Ungarn sehen Zukunft im Burgenland

Barbara Szakal aus Körmend pendelt seit sieben Jahren nach Oberwart
71 Prozent wollen nicht wieder in Ungarn arbeiten; höhere Löhne und soziale Sicherheit ziehen sie beruflich ins Ausland

Man muss kein Prophet sein, um dieser Vision wenig Chancen auf Realisierung einzuräumen: 2020 soll es 110.000 Beschäftigte geben, davon 100.000 Burgenländer, hatte sich Landeshauptmann Hans Niessl im Herbst 2014 gewünscht. Und die rot-blaue Regierung spricht seit 2015 immer wieder davon, dass es mehr Jobs für Burgenländer geben sollte. 110.000 Beschäftigte scheinen möglich, dass davon nur 10.000 aus dem Ausland kommen hingegen kaum.

Denn eine am Donnerstag von ÖGB und dem ungarischem Gewerkschaftsbund MASZSZ in Eisenstadt und anschließend in Sopron präsentierte Studie zum „Grenzpendeln in der Region Burgenland-Westungarn“ zeigt zweierlei: Die Zahl der ungarischen Arbeitnehmer im Burgenland steigt stetig (das haben auch schon die AMS-Statistiken der vergangenen Jahre belegt) und fast drei Viertel der Befragten (71 Prozent) möchten auch in Zukunft nicht wieder in ihrem Heimatland arbeiten.

Ungarn sehen Zukunft im Burgenland

Langfristige Trends

Apropos Zahlen: Wirklich repräsentativ seien die 2017 erhobenen Daten der Studie nicht, musste Csaba Horvath vom MASZSZ einräumen. Denn nur 318 der geschätzten 20.000 ungarischen Tagespendler (zu den hier gemeldeten rund 14.600 Arbeitnehmern aus dem Nachbarland kommen noch von ungarischen Firmen Entsendete und Schwarzarbeiter wie Putzfrauen) haben teilgenommen und nicht alle haben alle 32 Fragen beantwortet. Aber „Trends“ würden sich zweifellos erkennen lassen, sind Horvath und der burgenländische ÖGB-Landessekretär Andreas Rotpuller überzeugt.

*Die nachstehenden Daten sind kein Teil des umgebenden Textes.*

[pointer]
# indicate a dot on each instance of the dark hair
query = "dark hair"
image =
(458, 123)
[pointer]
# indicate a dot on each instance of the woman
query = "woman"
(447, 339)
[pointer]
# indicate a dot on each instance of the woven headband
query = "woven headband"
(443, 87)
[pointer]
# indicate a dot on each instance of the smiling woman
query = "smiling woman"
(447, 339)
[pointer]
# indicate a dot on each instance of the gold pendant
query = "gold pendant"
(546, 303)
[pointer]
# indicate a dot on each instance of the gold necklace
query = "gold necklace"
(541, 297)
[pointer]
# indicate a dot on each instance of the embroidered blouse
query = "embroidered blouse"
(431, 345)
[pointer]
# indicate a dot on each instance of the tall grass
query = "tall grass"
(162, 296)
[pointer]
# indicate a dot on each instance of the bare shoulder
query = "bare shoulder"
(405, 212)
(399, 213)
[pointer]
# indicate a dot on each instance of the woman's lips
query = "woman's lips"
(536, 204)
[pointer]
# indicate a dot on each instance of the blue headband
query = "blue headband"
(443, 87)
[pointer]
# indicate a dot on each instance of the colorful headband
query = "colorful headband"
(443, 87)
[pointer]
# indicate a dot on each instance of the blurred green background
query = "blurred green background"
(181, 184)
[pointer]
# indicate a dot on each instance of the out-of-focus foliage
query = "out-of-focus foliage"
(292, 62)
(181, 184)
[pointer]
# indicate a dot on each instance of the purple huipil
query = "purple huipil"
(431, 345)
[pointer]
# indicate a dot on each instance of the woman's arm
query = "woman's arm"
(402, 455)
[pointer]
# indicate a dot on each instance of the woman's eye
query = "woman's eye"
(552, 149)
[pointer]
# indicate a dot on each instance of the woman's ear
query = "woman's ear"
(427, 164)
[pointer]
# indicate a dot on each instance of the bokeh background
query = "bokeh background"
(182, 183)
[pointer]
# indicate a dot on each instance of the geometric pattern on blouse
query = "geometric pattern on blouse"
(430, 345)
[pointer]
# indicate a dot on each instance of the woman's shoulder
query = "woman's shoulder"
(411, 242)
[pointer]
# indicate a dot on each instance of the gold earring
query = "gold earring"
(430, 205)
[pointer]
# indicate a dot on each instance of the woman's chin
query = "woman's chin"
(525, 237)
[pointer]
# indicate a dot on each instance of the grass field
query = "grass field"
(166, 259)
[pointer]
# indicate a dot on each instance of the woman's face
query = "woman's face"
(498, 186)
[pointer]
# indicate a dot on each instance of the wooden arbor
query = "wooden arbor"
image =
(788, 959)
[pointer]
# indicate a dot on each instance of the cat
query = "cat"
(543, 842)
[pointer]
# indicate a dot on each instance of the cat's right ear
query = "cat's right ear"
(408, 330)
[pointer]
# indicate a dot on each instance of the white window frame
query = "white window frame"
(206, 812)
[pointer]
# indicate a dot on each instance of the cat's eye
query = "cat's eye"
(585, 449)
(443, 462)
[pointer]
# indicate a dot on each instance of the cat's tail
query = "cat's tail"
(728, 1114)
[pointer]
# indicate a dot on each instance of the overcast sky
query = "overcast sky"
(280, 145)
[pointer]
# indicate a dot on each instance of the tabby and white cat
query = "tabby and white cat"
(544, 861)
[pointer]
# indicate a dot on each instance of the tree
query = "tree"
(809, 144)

Was das Burgenland für die ungarischen Arbeitnehmer so attraktiv macht? Barbara Szakal etwa pendelt von Körmend täglich nach Oberwart, wo sie in der Kaffeekonditorei Schranz serviert. Früher habe sie in Ungarn als Kellnerin gearbeitet, auf der Universität hat sie Deutschkurse besucht und Prüfungen gemacht. Seit sieben Jahren arbeitet sie jenseits der Grenze. „Wenn ich in Österreich mehr Geld verdienen kann als in Ungarn, arbeite ich hier“, sagt Szakal.

Konkret haben die Ungarn im Burgenland zwei- bis viermal so viel auf dem Gehaltszettel wie in ihrem Heimatland, wo der durchschnittliche monatliche Bruttolohn bei 1000 Euro liegt, erläutert Horvath, MASZSZ-Chef für das westungarische Komitat Vas. Dazu kommt die Rechtssicherheit durch die österreichischen Kollektivverträge. Beides zusammen wiegt offenbar schwerer als die hie und da immer noch praktizierte Unterentlohnung ungarischer Arbeitnehmer in burgenländischen Betrieben.

Leidensfähig

Für viel mehr Geld und höhere soziale Sicherheit nehmen Ungarn im Extremfall auch tägliche Fahrzeiten bis zu drei Stunden hin und zurück in Kauf. Und sie akzeptieren auch Jobs, die eigentlich unter ihrem Qualifikationsniveau liegen. Bei den Grenzpendlern handle es sich um eher höher oder hoch qualifizierte Personen. Fast drei Viertel der Befragten haben eine Lehre oder eine Fachmittelschule abgeschlossen, 21 Prozent eine Hochschule. Im Burgenland sind sie dann aber zu 31 Prozent als Dienstleister (Handel bis Putzfrau) beschäftigt, danach folgen Gastgewerbe (29 Prozent) und der Bau (19 Prozent).

Horvath räumt ein, dieser „riesige Fachkräftemangel“ sei eine „große Herausforderung für Ungarn“. Und die wird eher noch größer, denn laut anderen Erhebungen steige der jährliche Zuwachs ungarischer Arbeitnehmer in Österreich (derzeit 90.000) um acht Prozent, im Burgenland sind es weniger, weil hier der Markt schon gesättigt ist. Und sechs von zehn Schülern sehen ihre berufliche Zukunft nicht in Ungarn.